Abstract

In human immunodeficiency virus type 1 (HIV-1) subtype B infections, the emergence of viruses able to use CXCR4 as a coreceptor is well documented and associated with accelerated CD4 decline and disease progression. However, in HIV-1 subtype C infections, responsible for more than 50% of global infections, CXCR4 usage is less common, even in individuals with advanced disease. A reliable phenotype prediction method based on genetic sequence analysis could provide a rapid and less expensive approach to identify possible CXCR4 variants and thus increase our understanding of subtype C coreceptor usage. For subtype B V3 loop sequences, genotypic predictors have been developed based on position-specific scoring matrices (PSSM). In this study, we apply this methodology to a training set of 279 subtype C sequences of known phenotypes (228 non-syncytium-inducing [NSI] CCR5(+) and 51 SI CXCR4(+) sequences) to derive a C-PSSM predictor. Specificity and sensitivity distributions were estimated by combining data set bootstrapping with leave-one-out cross-validation, with random sampling of single sequences from individuals on each bootstrap iteration.

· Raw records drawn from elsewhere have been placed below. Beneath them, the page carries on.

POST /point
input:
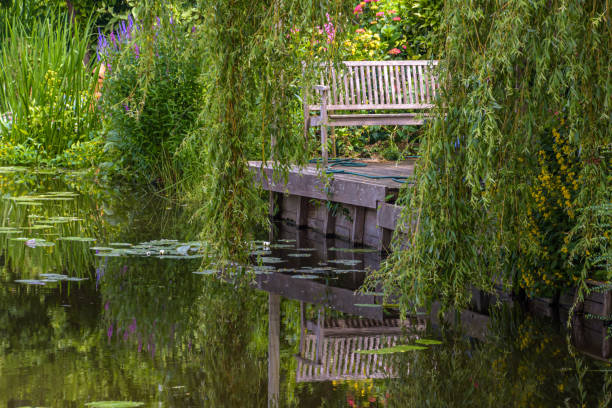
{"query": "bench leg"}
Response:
(324, 144)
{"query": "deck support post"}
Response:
(384, 242)
(329, 223)
(301, 216)
(274, 205)
(357, 226)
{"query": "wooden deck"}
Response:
(363, 210)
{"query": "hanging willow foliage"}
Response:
(508, 67)
(253, 84)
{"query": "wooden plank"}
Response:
(334, 86)
(403, 85)
(369, 80)
(606, 346)
(375, 121)
(384, 239)
(388, 215)
(357, 227)
(375, 100)
(357, 82)
(329, 223)
(394, 62)
(389, 106)
(386, 76)
(423, 92)
(411, 98)
(398, 85)
(381, 85)
(392, 83)
(347, 101)
(416, 86)
(274, 205)
(351, 86)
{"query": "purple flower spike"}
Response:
(132, 327)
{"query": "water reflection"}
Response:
(147, 328)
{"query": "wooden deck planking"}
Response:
(344, 188)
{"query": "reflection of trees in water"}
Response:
(523, 362)
(97, 211)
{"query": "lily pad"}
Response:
(206, 272)
(271, 259)
(12, 169)
(9, 230)
(299, 255)
(120, 244)
(31, 281)
(348, 262)
(390, 350)
(78, 239)
(261, 252)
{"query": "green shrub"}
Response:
(47, 92)
(151, 96)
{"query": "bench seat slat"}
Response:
(388, 106)
(376, 119)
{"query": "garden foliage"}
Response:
(515, 169)
(152, 94)
(46, 101)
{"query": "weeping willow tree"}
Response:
(253, 86)
(512, 73)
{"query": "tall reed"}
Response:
(46, 91)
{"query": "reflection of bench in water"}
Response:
(328, 348)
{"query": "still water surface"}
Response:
(103, 298)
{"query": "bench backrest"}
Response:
(380, 85)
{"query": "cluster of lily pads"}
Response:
(164, 248)
(46, 278)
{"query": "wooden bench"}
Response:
(367, 87)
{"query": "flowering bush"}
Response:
(394, 29)
(553, 217)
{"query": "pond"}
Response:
(103, 298)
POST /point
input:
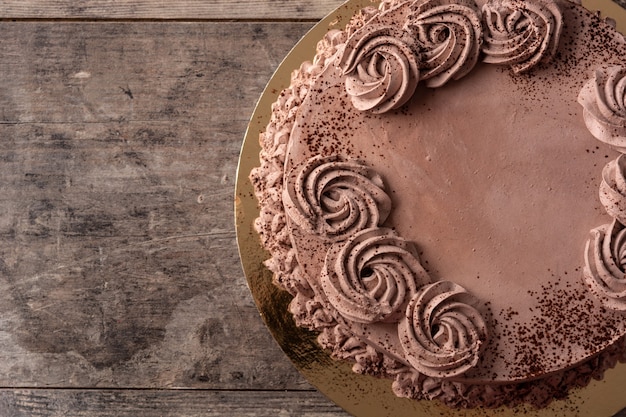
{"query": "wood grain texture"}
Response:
(161, 9)
(118, 261)
(149, 403)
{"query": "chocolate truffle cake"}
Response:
(442, 191)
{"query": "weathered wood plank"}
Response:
(118, 150)
(161, 9)
(147, 403)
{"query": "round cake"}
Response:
(442, 191)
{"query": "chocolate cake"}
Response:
(442, 191)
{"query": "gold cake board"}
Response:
(365, 396)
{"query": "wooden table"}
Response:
(121, 291)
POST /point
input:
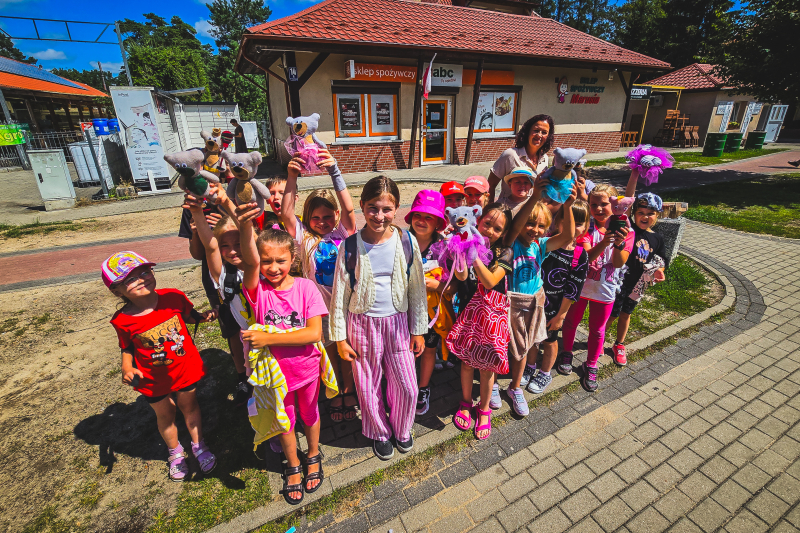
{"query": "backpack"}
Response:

The C-PSSM had an estimated specificity of 94% (confidence interval [CI], 92% to 96%) and a sensitivity of 75% (CI, 68% to 82%), which is significantly more sensitive than predictions based on other methods, including a commonly used method based on the presence of positively charged residues (sensitivity, 47.8%). A specificity of 83% and a sensitivity of 83% were achieved with a validation set of 24 SI and 47 NSI unique subtype C sequences. The C-PSSM performs as well on subtype C V3 loops as existing subtype B-specific methods do on subtype B V3 loops. We present bioinformatic evidence that particular sites may influence coreceptor usage differently, depending on the subtype.